Les Français sont de moins en moins fidèles à leur banque

C’est une véritable chance pour la FinTech française : une récente enquête menée par l’IFOP a révélé que les Français sont de moins en moins fidèles envers leur banque habituelle. Les mastodontes à qui l’on a l’habitude de confier notre argent se montrent de moins en moins attrayants, et s’effacent au profit de plus petites structures, plus agiles et flexibles. 25% des Français se disent prêts à sauter sur l’occasion, et changer de banque afin de profiter pleinement des avantages des nouveaux services financiers, 100% digitalisés. Ce sondage IFOP réalisé pour la FinTech Anytime confirme les résultats d’une autre enquête, publiée un peu plus tôt par le cabinet de conseil Deloitte. Alors, les Français ont-ils un problème avec la fidélité ?

La multiplicité des comptes ruine la fidélité bancaire

On estime qu’environ 1 français sur 3 possède des comptes bancaires dans plusieurs établissements. Dans le même temps, 60% des sondés de l’étude réalisée par l’IFOP préfère avoir recours aux services en ligne de leurs banques, plus simples et rapides, que de continuer à utiliser les moyens physiques traditionnels (courrier, déplacement en agence, …).
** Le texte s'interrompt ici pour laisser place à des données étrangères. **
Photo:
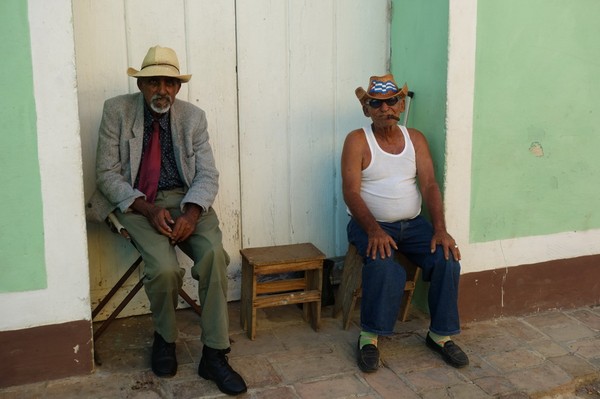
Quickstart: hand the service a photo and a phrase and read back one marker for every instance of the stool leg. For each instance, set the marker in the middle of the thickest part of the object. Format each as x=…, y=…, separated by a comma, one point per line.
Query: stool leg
x=314, y=282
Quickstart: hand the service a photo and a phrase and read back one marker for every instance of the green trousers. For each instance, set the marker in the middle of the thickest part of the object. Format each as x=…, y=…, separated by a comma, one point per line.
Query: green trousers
x=163, y=277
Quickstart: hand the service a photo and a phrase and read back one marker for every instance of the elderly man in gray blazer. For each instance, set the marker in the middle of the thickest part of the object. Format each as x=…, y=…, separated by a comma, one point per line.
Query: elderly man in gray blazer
x=155, y=169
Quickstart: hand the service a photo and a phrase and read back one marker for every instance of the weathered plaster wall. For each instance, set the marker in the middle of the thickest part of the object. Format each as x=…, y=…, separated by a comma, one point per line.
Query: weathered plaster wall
x=57, y=214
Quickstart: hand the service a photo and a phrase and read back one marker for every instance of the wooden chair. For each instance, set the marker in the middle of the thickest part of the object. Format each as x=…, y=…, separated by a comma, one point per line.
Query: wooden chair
x=350, y=289
x=286, y=261
x=117, y=227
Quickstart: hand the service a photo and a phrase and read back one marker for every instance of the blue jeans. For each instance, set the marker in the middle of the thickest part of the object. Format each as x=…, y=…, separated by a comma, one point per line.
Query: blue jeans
x=383, y=280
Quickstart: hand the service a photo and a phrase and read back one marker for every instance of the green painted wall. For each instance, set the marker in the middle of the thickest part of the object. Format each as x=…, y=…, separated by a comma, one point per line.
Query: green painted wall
x=21, y=230
x=536, y=127
x=419, y=46
x=419, y=57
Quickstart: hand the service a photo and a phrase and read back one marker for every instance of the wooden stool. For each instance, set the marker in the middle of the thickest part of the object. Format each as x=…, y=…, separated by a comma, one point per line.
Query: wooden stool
x=350, y=289
x=277, y=260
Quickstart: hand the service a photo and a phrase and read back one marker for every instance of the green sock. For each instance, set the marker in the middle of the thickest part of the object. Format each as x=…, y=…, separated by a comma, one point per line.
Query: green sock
x=439, y=339
x=367, y=338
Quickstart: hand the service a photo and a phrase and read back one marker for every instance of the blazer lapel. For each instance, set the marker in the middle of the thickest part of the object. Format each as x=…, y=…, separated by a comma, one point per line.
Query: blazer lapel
x=178, y=146
x=136, y=143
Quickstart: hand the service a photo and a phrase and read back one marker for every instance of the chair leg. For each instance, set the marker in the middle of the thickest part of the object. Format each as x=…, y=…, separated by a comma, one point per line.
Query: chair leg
x=193, y=304
x=118, y=309
x=116, y=287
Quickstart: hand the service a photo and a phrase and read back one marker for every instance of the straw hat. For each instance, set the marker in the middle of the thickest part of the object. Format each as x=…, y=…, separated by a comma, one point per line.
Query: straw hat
x=159, y=61
x=381, y=88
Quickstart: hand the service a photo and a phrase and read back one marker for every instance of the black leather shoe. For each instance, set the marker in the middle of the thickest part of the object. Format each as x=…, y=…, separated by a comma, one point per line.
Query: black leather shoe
x=451, y=353
x=214, y=366
x=164, y=361
x=367, y=357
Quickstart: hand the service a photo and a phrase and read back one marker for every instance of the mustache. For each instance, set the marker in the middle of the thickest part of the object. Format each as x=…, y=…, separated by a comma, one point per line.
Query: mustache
x=159, y=97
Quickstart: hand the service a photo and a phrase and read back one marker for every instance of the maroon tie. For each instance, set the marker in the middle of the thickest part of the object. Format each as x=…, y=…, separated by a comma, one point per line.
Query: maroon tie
x=150, y=167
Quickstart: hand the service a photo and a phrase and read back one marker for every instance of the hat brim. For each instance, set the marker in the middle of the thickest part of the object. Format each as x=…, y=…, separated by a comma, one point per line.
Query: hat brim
x=158, y=70
x=363, y=96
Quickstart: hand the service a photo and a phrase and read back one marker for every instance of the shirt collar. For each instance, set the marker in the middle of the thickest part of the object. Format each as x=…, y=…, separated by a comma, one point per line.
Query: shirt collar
x=149, y=118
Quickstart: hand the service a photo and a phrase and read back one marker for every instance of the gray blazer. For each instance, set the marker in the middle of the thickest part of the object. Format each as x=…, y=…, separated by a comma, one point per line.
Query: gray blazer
x=120, y=145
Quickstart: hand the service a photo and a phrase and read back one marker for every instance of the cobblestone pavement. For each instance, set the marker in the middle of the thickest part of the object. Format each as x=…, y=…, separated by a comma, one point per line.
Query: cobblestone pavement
x=554, y=354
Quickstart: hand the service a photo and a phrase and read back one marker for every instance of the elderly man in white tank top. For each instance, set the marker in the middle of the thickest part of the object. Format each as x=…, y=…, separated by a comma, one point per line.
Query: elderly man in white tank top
x=381, y=166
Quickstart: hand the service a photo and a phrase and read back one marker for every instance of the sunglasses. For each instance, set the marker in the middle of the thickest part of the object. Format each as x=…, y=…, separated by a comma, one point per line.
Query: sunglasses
x=378, y=103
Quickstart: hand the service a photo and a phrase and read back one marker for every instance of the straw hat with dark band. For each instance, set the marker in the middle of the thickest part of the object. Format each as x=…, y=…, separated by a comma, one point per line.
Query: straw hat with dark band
x=381, y=88
x=159, y=61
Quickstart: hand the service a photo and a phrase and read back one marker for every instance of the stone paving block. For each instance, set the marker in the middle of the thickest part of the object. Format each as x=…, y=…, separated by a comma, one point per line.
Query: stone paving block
x=485, y=344
x=298, y=340
x=286, y=392
x=548, y=348
x=125, y=360
x=573, y=365
x=569, y=332
x=434, y=378
x=587, y=348
x=515, y=395
x=469, y=391
x=188, y=389
x=347, y=385
x=514, y=360
x=539, y=379
x=266, y=342
x=389, y=385
x=518, y=329
x=548, y=319
x=256, y=370
x=478, y=368
x=413, y=360
x=294, y=368
x=587, y=317
x=495, y=385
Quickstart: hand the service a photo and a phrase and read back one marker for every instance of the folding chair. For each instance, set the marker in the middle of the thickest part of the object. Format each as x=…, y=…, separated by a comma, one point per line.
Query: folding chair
x=350, y=289
x=117, y=227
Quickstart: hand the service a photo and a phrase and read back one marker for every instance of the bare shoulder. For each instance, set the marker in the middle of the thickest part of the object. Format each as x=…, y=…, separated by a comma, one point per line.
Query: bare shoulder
x=418, y=138
x=356, y=138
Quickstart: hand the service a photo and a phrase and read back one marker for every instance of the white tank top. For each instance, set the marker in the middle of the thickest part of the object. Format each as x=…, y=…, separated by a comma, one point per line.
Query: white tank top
x=389, y=183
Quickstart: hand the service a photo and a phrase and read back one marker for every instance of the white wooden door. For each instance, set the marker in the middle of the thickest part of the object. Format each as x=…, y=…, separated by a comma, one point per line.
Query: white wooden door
x=276, y=79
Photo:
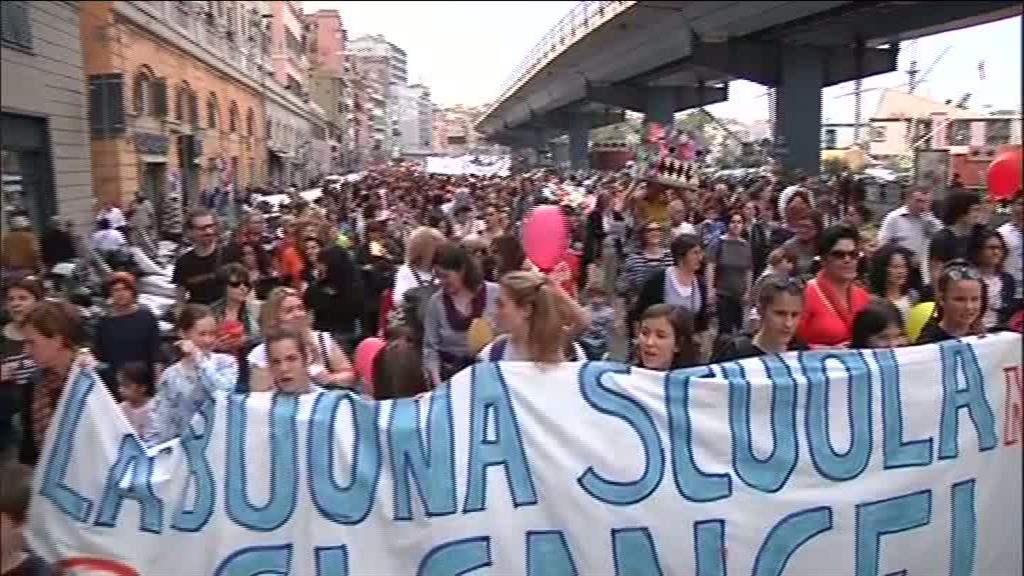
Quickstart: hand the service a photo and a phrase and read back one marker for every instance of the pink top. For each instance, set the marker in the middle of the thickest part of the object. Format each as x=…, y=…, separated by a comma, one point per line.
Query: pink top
x=140, y=417
x=823, y=323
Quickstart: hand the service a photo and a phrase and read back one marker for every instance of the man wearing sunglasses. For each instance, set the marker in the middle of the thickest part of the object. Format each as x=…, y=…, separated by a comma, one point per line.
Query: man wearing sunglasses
x=196, y=275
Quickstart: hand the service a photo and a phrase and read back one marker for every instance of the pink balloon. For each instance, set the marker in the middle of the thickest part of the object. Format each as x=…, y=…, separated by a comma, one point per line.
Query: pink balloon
x=365, y=355
x=545, y=236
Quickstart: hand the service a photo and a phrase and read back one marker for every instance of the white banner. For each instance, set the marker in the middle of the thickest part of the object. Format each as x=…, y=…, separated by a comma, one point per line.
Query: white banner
x=817, y=463
x=474, y=165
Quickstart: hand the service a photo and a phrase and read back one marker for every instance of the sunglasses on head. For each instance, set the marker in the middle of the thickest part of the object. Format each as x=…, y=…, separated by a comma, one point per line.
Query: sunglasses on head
x=845, y=254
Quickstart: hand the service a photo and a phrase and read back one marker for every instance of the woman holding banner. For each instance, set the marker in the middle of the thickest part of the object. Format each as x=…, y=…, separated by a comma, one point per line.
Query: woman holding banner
x=960, y=304
x=464, y=296
x=53, y=336
x=538, y=320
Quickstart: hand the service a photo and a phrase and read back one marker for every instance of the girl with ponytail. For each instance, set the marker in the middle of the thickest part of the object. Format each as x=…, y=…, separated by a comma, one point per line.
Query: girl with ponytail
x=538, y=321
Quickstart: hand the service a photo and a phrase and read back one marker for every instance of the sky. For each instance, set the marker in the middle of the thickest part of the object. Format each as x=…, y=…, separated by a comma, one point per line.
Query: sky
x=464, y=51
Dans ce contexte, on voit bien à quel point les FinTechs ont le champ libre pour se développer pleinement : leur relation client, souvent plus soignée que celle des grands groupes, permet de restaurer une forme de confiance et de fidélité. Et surtout, leurs offres commerciales sont plus à même de conquérir un public qui a envie d’utiliser pleinement les avancées technologiques que le XXIe siècle met à sa disposition.

fidélité banques en ligne - illustration

Les comptes joints, victimes de la conjoncture sociale

Les Français se marient plus tard, pour moins longtemps. Cette observation sociologique, vérifiée notamment depuis mai 1968, a un impact colossal sur certaines données financières. Ainsi, seuls 28% des Français de moins de 35 ans possèdent un compte qu’ils partagent avec leur conjoint. Or, ce chiffre s’établir à 50% si l’on prend en compte toutes les classes d’âge. Face à ce changement de paradigme, beaucoup de Français s’adaptent et optent plutôt pour des comptes en ligne, qui sont beaucoup plus faciles à ouvrir ou clore, et dont la gestion est moins fastidieuse. Grâce à l’extrême flexibilité des services en ligne de nouvelle génération, la gestion de l’argent au quotidien est de plus en plus simple, et il est moins nécessaire d’avoir un pot commun au sein d’un ménage.

La transformation digitale va donc fortement rebattre les cartes sur le marché bancaire. Certaines banques de plus petite taille telles que Monabanq, Fortuneo ou Hello Bank! pourraient bien tirer leur épingle du jeu face à l’hégémonie des banques traditionnelles, ces fameuses « too big to fail » qui régnaient jusqu’ici sans partages sur le marché.